Das sollten ja alles auch die Kinder erledigen, aber genau das funzt so gar nicht. Die sind da wenig verlässlich - bin ja nur mal gespannt, ob sie wenigstens vor Mutters Rückkehr den versprochenen Großeinkauf machen oder ob der auch an mir hängen bleibt...😛

Aber was mich persönlich betrifft, hab ich mich inzwischen wieder beruhigt😉 - sauer bin ich dennoch, denn ich merke, dass inzwischen der Gasthund auch unter diesem ganzen Hickhack leidet.
Als ich ihn gestern Abend zum Gassi abholte, wollte er schon nicht so recht mehr nach Hause danach, sondern zog in Richtung meiner Wohnung.
Und heute morgen wars dann ganz aus - er legte sich an der Weggabelung platsch in seiner ganzen Fülle und Breite auf den Weg und bewegte sich erst wieder (das dann aber dafür umso schneller), als er merkte, dass er nun tatsächlich mit zu uns nach Hause kommen durfte.
Laut Frauchen kann "der Hund ja alles ab und kommt mit allem zurecht", weil er "alles ganz genau versteht, jedes Wort, und ganz genau weiß, warum das so sein muss"🙄
Bisschen sehr menschlich gedacht - dass dem nicht so ist, zeigte mir der arme Dicke dann ja gestern und heute mehr als deutlich. Und er ist heute morgen hier auch ungewöhnlich friedlich, obwohl am Haus das Gerüst abgebaut wird. So kanns bleiben😀

Der Wauzi tut mir echt Leid und ich werde zumindest jetzt schon mal zur Bedingung machen, dass es nun kein weiteres Hin und Her mehr gibt, sondern der Hund bis zu Frauchens Rückkehr ausschließlich in meiner Obhut bleibt. Ist doch schlimm genug, dass er seine "Mami" vermisst, aber noch mehr Unruhe muss nun echt nicht sein.
 
Das Frauchen, mit dem ich heute morgen kurz mühsam - dazu gleich - telefonierte, sahs genauso und möchte in spe solchen ständigen Ortswechsel auch nicht mehr.
Man merkt dem Hund heute auch an, dass er den jetzigen Rhythmus - mittags und nachts daheim zum Fressen und Pennen, die übrige Zeit bei mir - schon gut verinnerlicht hat.
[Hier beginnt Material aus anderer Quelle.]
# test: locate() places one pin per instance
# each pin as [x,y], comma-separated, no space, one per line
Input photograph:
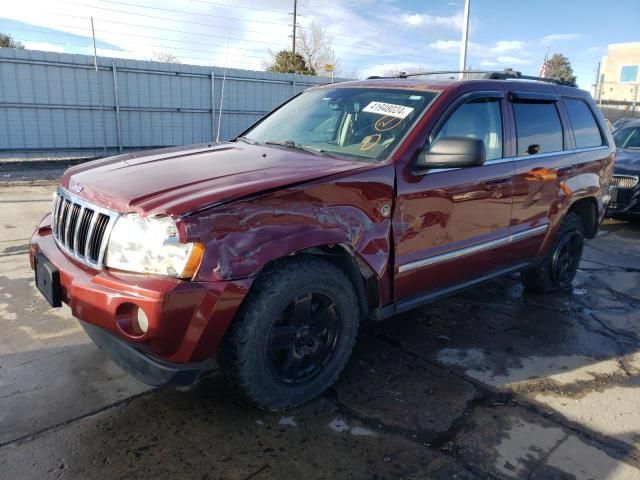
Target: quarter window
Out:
[480,119]
[585,128]
[538,128]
Aber es gibt neuen Stress und die Zeit seines Aufenthalts kann uU einiges länger werden als geplant...
Letzte Nacht hatte das Frauchen einen kompletten Kreislaufzusammenbruch (sie meinte, aufgrund nicht vertragener Medis, aber sie war nur schwer zu verstehen....) und musste wiederbelebt werden😱
Es geht ihr heute sehr mies - ich mache mir echt Sorgen. Wer weiß - offenbar gabs auch schon während der OP einen Zwischenfall - , was wirklich dahinter steckt...😱
Und zum ersten Male kam bei ihr auch der Gedanke auf, was mit Frido werden soll, wenn sie nicht wieder gesund wird.

Ich werde in mich gehen müssen, um ihr darauf eine Antwort geben zu können, zu der ich ggf. dann auch stehen kann. Aber natürlich hoffe ich nun erstmal, dass es doch jetzt wieder aufwärts geht und der Dicke sein Frauchen wiederbekommt (und damit sein Gewicht - er hat tatsächlich schon 200 g abgenommen😉)
 
Vielleicht wird sie nach dem Krankenhaus noch jemand brauchen, der den Dicken eine Weile auf einen Spaziergang mitnimmt. Sie wird ja nicht fit sein nach der Entlassung. Aber wahrscheinlich wird es wichtig sein, daß sie und der Hund wieder zusammen sind. Er wird bestimmt Ansporn für ihre Genesung sein.
Aber ich verstehe, daß sie sich Gedanken macht. Die Zeit im Krankenhaus kann ganz schön verunsichernd sein. Der Körper ist schwach nach einer OP. Man kann da auch schon mal pessimistisch werden.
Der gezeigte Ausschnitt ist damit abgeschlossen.